Suzuki Motor Corporation expects record sales for the 4th consecutive year and 3rd consecutive year of operating profits in the current financial year, led by a strong outperformance in India.
The small car specialist forecasts the Indian market to grow by 2% in the current financial year but states that Maruti Suzuki will outpace the market.
The largest market for Japan’s fifth biggest carmaker – India accounted for over 61% of total output in the previous financial year (FY-24) and 57% of its total global sales – further increasing its share in global operations by 100-150 basis points.
In its investor presentation, Suzuki Motor Corporation reviewed the previous financial year and noted, “Both net sales and profits were record high. Key factors like the weak yen stabilized raw material prices, and relief from semiconductor shortage helped the operations, whereas increased sales and improved mix helped the financials.”
In its forecast for Japanese FY-24 (Indian FY-25), the presentation added, “Expect record sales and profits due to higher unit sales. Increasing sales volume and improving mix/price, etc., will offset increased investment in R&D and fixed costs.”
Specifically on Indian operations, Suzuki Motor Corporation stated that the company has strengthened its SUV lineup and rapidly expanded its market share.
“We will continue to promote the expansion of our SUV models and aim to recover our total passenger car share,” the company assured investors.
The company informed that Maruti Suzuki’s SUV share had increased from 8.9% to 20.8% at the end of the last financial year, while the overall passenger vehicle market share had decreased to 41.3% in Japanese FY-22. However, that fall has been arrested, and the recovery path has started, with a marginal gain in market share in Japanese FY-23.
Suzuki achieved an accumulated automobile production of 30 million units in India last financial year. Suzuki has achieved accumulated automobile production of 30 million units in India by the end of March 2024.
In April 2024, a new production line with an annual capacity of 100,000 units started operations at the Manesar plant. The company plans to secure a production capacity of approximately 4 million units in India by FY2030.
Sales of automobiles are expected to be 3.25 million units, and the sales of motorcycles are expected to be 1.89 million units, guided by Suzuki Motor.

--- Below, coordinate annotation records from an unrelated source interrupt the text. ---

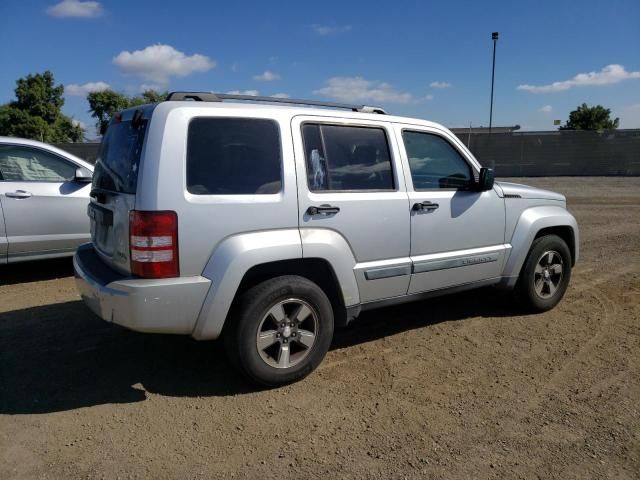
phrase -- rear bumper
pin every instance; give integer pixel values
(169, 305)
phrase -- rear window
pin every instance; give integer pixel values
(119, 157)
(233, 156)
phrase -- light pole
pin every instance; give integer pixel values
(494, 37)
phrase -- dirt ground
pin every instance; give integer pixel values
(464, 386)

“The market growth for Indian automobiles is expected to be +2%, and our company’s sales are expected to be higher. This is due to the effects of new models and the impact of the shortage of CNG component supplies in the previous year,” stated the investor presentation.
While the output worldwide is likely to see a downward correction, Asia, led by India, will cater to the increased global demand for Suzuki Motor.

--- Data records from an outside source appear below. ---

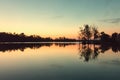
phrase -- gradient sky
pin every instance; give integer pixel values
(58, 17)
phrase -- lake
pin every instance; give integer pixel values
(59, 61)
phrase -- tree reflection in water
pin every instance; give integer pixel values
(91, 51)
(86, 51)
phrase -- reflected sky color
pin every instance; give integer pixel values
(58, 63)
(57, 17)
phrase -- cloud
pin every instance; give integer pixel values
(57, 17)
(113, 21)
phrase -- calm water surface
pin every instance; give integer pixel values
(59, 62)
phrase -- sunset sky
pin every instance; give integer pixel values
(56, 18)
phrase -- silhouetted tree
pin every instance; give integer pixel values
(95, 32)
(86, 32)
(114, 37)
(105, 37)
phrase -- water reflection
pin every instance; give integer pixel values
(86, 51)
(59, 61)
(91, 51)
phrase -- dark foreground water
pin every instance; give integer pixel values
(60, 61)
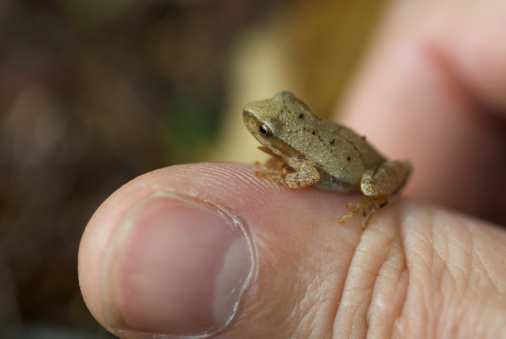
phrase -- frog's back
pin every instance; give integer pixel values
(341, 156)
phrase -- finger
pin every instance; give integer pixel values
(209, 248)
(431, 91)
(174, 251)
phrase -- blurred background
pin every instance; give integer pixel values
(94, 93)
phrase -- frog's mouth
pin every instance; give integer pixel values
(273, 143)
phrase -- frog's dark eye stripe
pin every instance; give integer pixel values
(265, 130)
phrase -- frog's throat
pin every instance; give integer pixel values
(284, 150)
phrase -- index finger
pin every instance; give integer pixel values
(430, 92)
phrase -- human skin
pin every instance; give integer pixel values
(433, 90)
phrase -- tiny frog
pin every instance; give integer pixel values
(308, 150)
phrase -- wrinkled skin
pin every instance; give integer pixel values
(435, 80)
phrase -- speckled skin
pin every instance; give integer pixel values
(313, 151)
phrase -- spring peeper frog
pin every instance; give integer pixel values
(308, 150)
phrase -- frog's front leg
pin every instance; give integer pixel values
(305, 174)
(379, 188)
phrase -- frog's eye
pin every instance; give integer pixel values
(265, 130)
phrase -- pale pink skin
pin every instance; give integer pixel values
(419, 270)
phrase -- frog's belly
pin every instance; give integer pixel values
(333, 183)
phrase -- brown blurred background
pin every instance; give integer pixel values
(94, 93)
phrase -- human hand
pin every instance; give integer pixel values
(174, 251)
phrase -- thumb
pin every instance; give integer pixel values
(208, 249)
(200, 249)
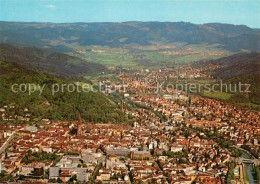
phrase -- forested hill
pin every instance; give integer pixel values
(241, 64)
(94, 107)
(241, 68)
(59, 36)
(48, 61)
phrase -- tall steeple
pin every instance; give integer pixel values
(79, 128)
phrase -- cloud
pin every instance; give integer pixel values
(51, 6)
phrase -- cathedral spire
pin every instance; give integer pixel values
(79, 128)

“The company is compiling strategies in various fields, including technology, and will announce the new midterm management plan by the end of FY2024,” hinted the management.
To be sure, the chairman of Maruti Suzuki, R C Bhargava, had said the company would be eying close to double-digit growth in FY-25 (or Japanese FY-24) in his post-earnings call to the media.
Maruti Suzuki has guided its component suppliers to prepare for a production plan of 2.4 million units in the current financial year, with almost 3 lakh units allocated for the overseas market.
While Maruti Suzuki and its alliance partner Toyota have started popularizing hybrids in India, surprisingly, the presentation noted that while the number of HEVs (hybrid electric vehicles) decreased, CNG (compressed natural gas-powered) vehicles have increased.
“Including the future use of biogas, a multi-pathway strategy is being adopted for achieving carbon neutrality,” stated the presentation.
The HEV and CNG vehicles account for 43.0% of Suzuki’s sales in the last financial year. The overall market and Suzuki have reached an all-time high in both retail and wholesale units.